When I see people riding along, especially when they are headed somewhere and will be awhile getting there, and their horse isn’t walking out free and going somewhere, it frustrates me. There is a lot more going on with a horse that doesn’t have life while traveling out than just not walking out. If we can’t bring the life up and maintain it in a straight line, going in a direction that the horse wants to go, it probably isn’t going to happen any other time. But if we can bring that life up and keep it right there, just short of breaking into the jog, we have refined our speed regulation. One of the most important things we can accomplish with our horses is speed regulation. If we can’t regulate the speed with our horses, it will affect our timing while working cattle, roping, and most every maneuver we would ask for: leads, stops, turns, etc.

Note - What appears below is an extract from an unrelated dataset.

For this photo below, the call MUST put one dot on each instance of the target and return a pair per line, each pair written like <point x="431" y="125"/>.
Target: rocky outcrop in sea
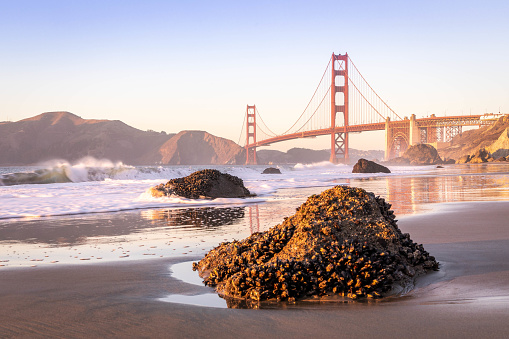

The walk is a good place to work on speed regulation, because it is something that we do a lot of the time while riding our horses. It’s something we can work on anytime, anywhere. It may be easier on a long ride when you are miles from home, and the horse is interested in getting there. But we can develop that same feel, that same interest, while walking around in an arena or anywhere else.

The two things that make it easier for the horse are for him to feel the life or rhythm of our body slightly ahead of him and for him to feel our eyes fixed in the direction we want him to go.

What this means is that we are bringing the life to the surface, and we have a direction for him to take it. It is difficult for the horse to be motivated if he doesn’t feel through the rider like there is somewhere to go. If we maintain a direction, even if it is circles or straight lines, as long as the horse feels encouraged to go there, it will help to motivate him. If our energy is slightly ahead of the horse’s energy, he will find that rhythm and will want to be with us.

An older horse that has been callused to different riders or ridden a lot at a slow pace may take more encouragement. He may need to bring the life up into the trot, then back to the walk. After a while, he can learn to bring the life up in the walk without trotting.

When a horse learns that he has a purpose, and he feels that he is accomplishing something, he is a lot more interested and happy to go on and do other things with us. And like my friend said, it is a good feeling when you can bring that energy up, and it stays there, and that horse’s desires line up with yours.

If you haven’t experienced this, try it. Then see if it doesn’t carry over into other things you may do with your horse. Your horse will appreciate a clear direction and purpose.